Le tourisme de «masse» est à repenser

Les thermes peuvent offrir des prestations coutumières aux familles.

Une rencontre de concertation et de coordination a été organisée récemment, à Alger, entre le ministère de l'Enseignement supérieur et de la Recherche scientifique et celui du Tourisme, de l'Artisanat et du Travail familial, à l'effet de définir le cadre général de travail, de coordination, de coopération et de formation supérieure dans les domaines liés au tourisme et à l'artisanat.
Les potentialités touristiques de l'Algérie sont bien immenses par rapport à ses ressources naturelles dont ses 1 200 kilomètres de zone côtière bordant la «Mare Nostrum» si chère à Rome.
L'Algérie n'a jamais fait une vraie promotion du tourisme de masse à bas prix, comme le font ses voisins, dont la dépendance de cette source volatile de revenus, a eu les conséquences que l'on connaît.
L'Algérie, premier pays en Afrique, de par sa superficie, dispose d'immenses réserves stratégiques en ressources «naturelles».
Il y a lieu de saisir cette opportunité de partenariat national, qui vient d'être initié par les pouvoirs publics, pour poser la question du tourisme local.

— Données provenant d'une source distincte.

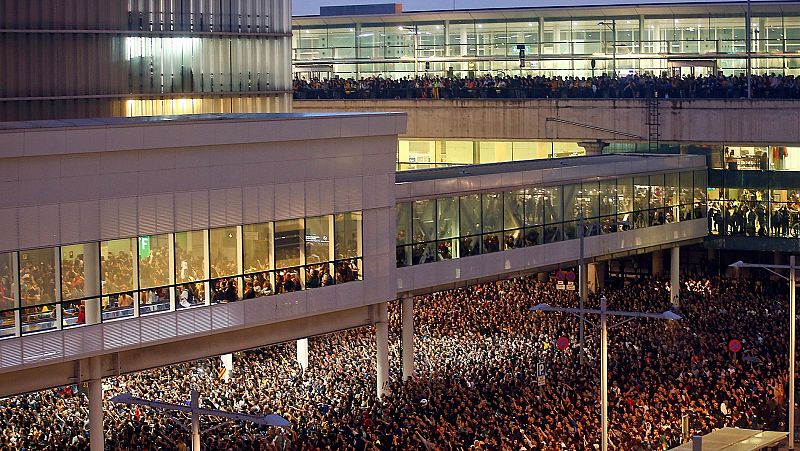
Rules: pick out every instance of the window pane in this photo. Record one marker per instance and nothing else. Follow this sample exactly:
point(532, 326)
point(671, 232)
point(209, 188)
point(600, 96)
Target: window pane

Ce mode est une source de nombreuses incidences sur l'emploi, les déplacements, la gastronomie, l'hébergement en famille...qui sont les piliers du tourisme national, notamment celui qui échoit aux thermes nombreux en Algérie et qui font la joie des grands et petits.
Une optique nouvelle et moderne surtout, devrait être pensée concernant la fréquentation de ces lieux qui devraient être à la portée du citoyen algérien moyen quant à son coût, généralement accessible.

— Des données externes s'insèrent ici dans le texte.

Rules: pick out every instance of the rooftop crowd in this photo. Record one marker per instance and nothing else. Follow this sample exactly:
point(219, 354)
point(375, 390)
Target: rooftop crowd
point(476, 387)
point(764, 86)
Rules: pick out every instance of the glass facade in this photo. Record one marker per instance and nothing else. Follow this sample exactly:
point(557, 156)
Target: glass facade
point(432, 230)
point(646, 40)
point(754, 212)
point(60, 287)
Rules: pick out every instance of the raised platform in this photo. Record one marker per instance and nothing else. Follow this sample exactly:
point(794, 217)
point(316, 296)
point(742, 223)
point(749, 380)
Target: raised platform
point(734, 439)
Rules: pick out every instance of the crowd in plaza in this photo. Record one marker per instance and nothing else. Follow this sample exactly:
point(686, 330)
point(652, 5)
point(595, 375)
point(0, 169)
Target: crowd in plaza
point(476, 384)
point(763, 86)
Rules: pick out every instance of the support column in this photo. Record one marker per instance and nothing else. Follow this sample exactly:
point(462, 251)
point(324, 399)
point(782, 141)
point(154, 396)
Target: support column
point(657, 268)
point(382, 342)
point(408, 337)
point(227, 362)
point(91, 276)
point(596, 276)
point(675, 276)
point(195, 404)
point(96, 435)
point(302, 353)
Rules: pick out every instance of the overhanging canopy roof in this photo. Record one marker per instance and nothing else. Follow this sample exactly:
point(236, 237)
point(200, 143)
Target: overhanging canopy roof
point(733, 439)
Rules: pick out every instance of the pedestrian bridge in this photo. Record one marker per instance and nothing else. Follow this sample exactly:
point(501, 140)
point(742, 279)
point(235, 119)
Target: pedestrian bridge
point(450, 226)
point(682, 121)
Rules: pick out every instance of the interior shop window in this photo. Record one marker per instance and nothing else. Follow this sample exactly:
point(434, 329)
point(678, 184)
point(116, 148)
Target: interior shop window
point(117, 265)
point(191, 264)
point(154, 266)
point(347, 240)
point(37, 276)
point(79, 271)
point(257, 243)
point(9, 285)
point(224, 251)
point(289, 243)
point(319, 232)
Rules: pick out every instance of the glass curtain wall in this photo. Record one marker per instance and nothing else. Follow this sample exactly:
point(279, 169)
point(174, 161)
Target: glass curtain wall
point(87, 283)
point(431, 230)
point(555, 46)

Les établissements hôteliers exploitants devraient être à la hauteur d'une prestation de qualité, qui satisfasse les «desiderata» de la famille algérienne avide de changement et de farniente, distribués à gogo par la télévision, à travers films et reportages sur le sujet.
Une réflexion sérieuse devrait être menée sur les prix proposés, en offrant des séjours à des coûts pour le moins abordables au quidam qui trime toute l'année durant, en «rêvant de vacances» sans pouvoir offrir des moments de villégiature décente à sa famille, souvent nombreuse.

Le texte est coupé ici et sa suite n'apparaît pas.